Professor Sproston said: “What makes Christmas music Christmassy is a thought-provoking subject. I’ve been looking into this for the last 18 months or so, and it’s a whole lot of fun! There is a wealth of music associated with Christmas – music we perform, music we listen to and music we merely absorb- but there is no doubt that music has an enormous impact on what makes the festive season festive.

“It is easiest to attribute a value of ‘Christmassy-ness’ when the musical composition is explicitly telling you it is Christmassy. If you consider the words for We wish you a Merry Christmas, there is absolutely no doubt what the song is about. The discussion becomes most interesting where words are taken out of the equation leaving no explicit Christmas message. For example, Sleigh Ride, composed by the American Leroy Anderson. He allegedly had the original idea for the composition during a heat wave in July 1946. The piece is noted for the sound of horses’ hooves, the sound of the whips used to get the horses moving, towards the end of the piece a trumpet makes the sound of the horse whinnying and, of course, those all-important sleigh bells intimating a sleigh ride and therefore snow – and when do we get snow…?”

He added: “Another important aspect is a sense of community which music, but especially Christmas music, emphasises. To illustrate my point, the years 1979 and 1980 gave us essentially unChristmassy Christmas number ones, to which we may have been attracted because of the Christmassy nature of the children’s choirs (in the tradition of carol singers and wassailing) used in the tracks: Another brick in the wall by Pink Floyd and There’s no one quite like Grandma by the St Winifred’s School Choir. Two years prior to this, there was the equally unChristmassy Mull of Kintyre occupying the premier spot, which concludes with a community choir singing around a campfire.”

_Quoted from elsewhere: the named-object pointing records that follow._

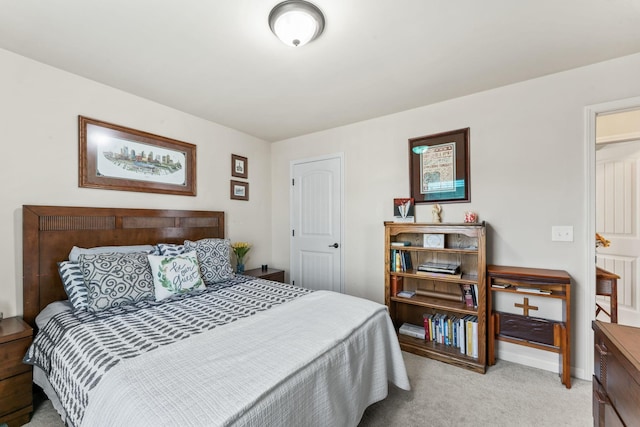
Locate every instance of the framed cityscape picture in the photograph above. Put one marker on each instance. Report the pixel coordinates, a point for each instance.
(439, 167)
(239, 166)
(239, 190)
(114, 157)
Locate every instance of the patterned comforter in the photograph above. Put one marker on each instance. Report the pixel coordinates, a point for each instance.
(76, 349)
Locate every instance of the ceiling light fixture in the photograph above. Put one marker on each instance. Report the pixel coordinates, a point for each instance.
(296, 22)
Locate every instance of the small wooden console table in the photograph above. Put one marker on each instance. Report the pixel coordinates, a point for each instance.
(534, 332)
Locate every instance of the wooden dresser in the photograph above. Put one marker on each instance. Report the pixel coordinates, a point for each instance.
(616, 379)
(15, 376)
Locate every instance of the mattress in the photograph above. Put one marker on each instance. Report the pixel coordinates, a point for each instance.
(243, 352)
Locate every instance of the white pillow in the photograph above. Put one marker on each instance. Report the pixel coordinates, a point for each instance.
(175, 274)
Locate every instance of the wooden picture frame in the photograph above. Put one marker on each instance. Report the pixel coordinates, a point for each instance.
(439, 167)
(113, 157)
(239, 166)
(239, 190)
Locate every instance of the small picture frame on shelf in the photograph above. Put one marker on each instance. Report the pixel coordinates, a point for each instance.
(239, 166)
(434, 241)
(239, 190)
(403, 210)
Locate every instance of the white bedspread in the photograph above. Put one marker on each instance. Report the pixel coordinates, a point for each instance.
(319, 360)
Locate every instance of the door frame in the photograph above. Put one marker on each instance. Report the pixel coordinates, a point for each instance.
(343, 237)
(590, 113)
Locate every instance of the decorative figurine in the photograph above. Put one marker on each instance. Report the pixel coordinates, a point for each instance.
(470, 217)
(435, 212)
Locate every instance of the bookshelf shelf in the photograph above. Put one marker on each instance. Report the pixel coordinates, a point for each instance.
(435, 303)
(439, 296)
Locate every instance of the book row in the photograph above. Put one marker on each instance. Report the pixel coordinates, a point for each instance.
(448, 330)
(400, 260)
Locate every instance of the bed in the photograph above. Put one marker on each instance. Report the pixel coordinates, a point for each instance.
(232, 351)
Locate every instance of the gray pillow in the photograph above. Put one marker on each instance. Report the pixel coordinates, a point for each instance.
(76, 251)
(73, 283)
(116, 279)
(170, 249)
(214, 257)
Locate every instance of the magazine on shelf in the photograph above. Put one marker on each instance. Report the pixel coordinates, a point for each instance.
(435, 267)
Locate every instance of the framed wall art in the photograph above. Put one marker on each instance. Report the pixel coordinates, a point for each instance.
(239, 166)
(239, 190)
(114, 157)
(439, 167)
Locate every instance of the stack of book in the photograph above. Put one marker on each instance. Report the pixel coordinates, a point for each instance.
(400, 260)
(450, 330)
(412, 330)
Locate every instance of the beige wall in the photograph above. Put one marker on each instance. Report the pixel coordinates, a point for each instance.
(527, 174)
(39, 107)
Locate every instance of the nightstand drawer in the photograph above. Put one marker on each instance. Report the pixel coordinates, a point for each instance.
(268, 274)
(15, 393)
(276, 277)
(11, 354)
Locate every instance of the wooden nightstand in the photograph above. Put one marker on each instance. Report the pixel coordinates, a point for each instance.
(16, 398)
(269, 274)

Professor Sproston was born in Stafford and, while studying at the University of Sheffield, was awarded the Phillip John Lord Composition Prize and the Mrs Stewart Blake Dissertation Prize.

He obtained his Master’s of Music in composition and musicology with distinction. He then became the first student to be awarded a Doctor of Philosophy in original composition from the University of Sheffield.

He has composed in a number of genres and styles and his music has been performed as far afield as Moscow and by performers such as the English Serenata, Northern Saxophone Quartet and Rhodri Davies.